"It's priceless," Wesley said. The text was undecipherable, but the photography so perfect that his eyes misted and refused to leave it. "It more than repays me."

Anxiety dimmed his rapture. "You did mean that I could keep it, didn't you?"

Clelling looked abashed. "Of course. It's only a sort of tourist travelogue.... I'll select a group of them dealing with worlds that might interest you and see that our local outpost makes up English translations. They will be mailed to you as they are completed."

His wife appeared out of the shrub-and-file background, leading a chastened Mitsik, and stood beside him. Her fair head was hardly even with the seated Wesley's shoulder.

"We mustn't leave Sonimuira out of the group," she said. Her lilac eyes laughed with an inner, private amusement. "He'll like Sonimuira."

"Out of this group we can offer you one physical visit to the world of your choice," Clelling said. "Each brochure will have round-trip tear-off coupons attached. Bring them here when you have decided where you will go."

"If I have the nerve," Wesley said. The prospect dazzled him until he remembered his Aunt Jessica. "You'll still be here?"

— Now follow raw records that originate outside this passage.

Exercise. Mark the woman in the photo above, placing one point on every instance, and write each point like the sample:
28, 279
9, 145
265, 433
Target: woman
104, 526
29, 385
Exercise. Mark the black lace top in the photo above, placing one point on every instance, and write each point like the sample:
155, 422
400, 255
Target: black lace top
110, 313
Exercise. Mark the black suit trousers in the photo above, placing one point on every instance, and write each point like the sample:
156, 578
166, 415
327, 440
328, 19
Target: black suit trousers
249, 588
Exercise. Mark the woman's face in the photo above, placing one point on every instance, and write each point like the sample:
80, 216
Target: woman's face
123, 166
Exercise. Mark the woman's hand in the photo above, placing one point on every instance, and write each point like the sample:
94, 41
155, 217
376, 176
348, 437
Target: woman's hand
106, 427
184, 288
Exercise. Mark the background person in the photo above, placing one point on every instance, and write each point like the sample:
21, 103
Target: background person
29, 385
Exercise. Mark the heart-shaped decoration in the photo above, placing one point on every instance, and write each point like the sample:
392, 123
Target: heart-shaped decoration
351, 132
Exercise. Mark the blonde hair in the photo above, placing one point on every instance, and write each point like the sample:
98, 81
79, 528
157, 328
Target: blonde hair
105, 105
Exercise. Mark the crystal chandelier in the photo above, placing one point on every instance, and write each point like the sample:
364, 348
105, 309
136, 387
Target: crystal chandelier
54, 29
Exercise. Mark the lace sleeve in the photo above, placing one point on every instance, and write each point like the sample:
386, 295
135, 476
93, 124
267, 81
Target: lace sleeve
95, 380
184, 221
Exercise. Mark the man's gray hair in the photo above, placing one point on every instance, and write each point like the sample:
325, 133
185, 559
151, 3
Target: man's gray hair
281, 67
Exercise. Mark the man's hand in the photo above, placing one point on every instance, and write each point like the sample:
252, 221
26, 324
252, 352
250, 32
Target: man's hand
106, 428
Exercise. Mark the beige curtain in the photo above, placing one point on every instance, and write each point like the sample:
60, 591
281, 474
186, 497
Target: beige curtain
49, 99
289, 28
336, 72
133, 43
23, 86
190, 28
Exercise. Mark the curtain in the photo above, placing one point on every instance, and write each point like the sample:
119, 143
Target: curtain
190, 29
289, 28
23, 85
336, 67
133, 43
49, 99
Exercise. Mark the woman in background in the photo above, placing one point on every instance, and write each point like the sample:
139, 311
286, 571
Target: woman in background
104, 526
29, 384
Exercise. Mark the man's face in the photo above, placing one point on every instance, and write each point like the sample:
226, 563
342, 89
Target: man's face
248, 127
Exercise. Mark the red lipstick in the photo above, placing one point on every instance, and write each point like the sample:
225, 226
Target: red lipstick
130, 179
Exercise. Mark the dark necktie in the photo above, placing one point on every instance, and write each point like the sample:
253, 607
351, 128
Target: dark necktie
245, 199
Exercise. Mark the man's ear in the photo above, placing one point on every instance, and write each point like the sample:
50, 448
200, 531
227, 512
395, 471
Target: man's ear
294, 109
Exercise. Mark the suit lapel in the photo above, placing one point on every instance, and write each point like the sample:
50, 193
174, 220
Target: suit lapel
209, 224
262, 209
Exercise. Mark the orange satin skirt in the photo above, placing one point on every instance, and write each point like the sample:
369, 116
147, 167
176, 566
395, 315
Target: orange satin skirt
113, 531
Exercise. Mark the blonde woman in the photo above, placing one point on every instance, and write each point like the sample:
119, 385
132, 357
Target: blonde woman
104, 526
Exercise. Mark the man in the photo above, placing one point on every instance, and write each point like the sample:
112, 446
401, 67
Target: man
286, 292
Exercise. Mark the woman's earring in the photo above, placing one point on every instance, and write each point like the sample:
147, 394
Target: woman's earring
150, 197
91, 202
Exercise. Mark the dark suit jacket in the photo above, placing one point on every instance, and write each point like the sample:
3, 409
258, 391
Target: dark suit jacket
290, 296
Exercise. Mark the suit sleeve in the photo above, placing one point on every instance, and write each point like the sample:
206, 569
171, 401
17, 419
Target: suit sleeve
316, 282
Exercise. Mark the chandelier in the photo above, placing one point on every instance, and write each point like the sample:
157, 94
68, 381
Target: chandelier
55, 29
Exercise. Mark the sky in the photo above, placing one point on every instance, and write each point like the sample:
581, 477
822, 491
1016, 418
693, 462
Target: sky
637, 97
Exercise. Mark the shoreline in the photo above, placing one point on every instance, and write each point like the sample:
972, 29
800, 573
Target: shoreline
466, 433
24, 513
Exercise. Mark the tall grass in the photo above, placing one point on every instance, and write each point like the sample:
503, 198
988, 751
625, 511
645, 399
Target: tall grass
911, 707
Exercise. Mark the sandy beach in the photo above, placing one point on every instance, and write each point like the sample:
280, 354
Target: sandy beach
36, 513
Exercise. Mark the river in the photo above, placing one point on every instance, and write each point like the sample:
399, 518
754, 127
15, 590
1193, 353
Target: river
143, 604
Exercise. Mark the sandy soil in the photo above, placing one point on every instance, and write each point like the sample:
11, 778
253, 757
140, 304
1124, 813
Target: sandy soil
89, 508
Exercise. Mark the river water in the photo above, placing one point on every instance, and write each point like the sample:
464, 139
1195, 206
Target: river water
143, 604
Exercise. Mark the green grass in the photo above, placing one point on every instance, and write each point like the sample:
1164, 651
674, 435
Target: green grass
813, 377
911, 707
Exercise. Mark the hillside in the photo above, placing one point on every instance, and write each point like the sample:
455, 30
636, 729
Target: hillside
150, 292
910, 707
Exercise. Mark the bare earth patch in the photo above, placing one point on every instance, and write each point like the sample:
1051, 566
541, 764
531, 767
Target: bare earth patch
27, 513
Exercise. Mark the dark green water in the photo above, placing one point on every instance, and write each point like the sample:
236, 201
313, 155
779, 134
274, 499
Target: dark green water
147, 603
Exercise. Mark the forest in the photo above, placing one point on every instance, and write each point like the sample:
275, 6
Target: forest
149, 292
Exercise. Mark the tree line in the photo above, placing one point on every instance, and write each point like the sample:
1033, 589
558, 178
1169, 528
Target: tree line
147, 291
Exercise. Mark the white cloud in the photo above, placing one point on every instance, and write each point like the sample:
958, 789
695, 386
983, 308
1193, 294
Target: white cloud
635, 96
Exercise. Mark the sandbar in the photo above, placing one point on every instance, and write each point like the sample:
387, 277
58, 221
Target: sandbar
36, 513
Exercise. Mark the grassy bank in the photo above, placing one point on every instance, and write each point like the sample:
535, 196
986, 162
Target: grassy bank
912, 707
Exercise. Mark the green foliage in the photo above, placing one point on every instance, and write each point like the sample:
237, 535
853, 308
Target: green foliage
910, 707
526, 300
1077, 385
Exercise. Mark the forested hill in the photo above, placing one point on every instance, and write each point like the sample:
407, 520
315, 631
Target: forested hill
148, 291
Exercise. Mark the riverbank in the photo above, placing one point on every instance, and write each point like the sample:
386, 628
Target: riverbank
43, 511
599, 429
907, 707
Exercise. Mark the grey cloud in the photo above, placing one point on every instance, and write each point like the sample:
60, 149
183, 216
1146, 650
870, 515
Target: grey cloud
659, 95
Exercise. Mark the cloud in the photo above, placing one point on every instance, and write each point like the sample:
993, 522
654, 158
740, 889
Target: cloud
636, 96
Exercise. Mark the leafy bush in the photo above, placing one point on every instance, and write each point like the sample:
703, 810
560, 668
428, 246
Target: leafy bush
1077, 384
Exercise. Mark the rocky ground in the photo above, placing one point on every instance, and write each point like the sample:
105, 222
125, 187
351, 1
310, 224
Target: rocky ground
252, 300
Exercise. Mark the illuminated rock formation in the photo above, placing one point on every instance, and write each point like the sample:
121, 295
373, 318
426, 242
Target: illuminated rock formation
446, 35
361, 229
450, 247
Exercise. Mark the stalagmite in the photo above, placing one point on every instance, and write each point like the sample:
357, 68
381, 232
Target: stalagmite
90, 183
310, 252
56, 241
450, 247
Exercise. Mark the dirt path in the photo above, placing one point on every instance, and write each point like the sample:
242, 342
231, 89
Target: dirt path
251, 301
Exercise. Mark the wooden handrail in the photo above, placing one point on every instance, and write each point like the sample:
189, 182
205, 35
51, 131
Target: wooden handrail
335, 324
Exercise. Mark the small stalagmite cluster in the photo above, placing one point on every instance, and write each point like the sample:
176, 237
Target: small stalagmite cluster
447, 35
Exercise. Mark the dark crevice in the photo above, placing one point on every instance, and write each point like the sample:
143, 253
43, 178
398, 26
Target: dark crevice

"This is a permanent relay point," Clelling told him. "Our agency's galactic transporter has been here for centuries of your time."

There was more, but none of it was clear to Wesley later. It seemed only seconds before he was standing again on the banks of Sampson's Creek, perhaps a hundred yards upstream from the pool from which he had fished Mitsik. But the sun hung lower over the mountains and the birds were choosing perches for the night; he had been "away," Wesley estimated, for something over an hour.

It did not occur to him until he had walked back to the inn, and discovered in the walking that he had left the Aldhaferian booklet behind, that he might only have dozed during his stroll and dreamed it all. The dampness of his clothing reassured him—and disturbed his Aunt Jessica and Miriam—without eliminating that doubt.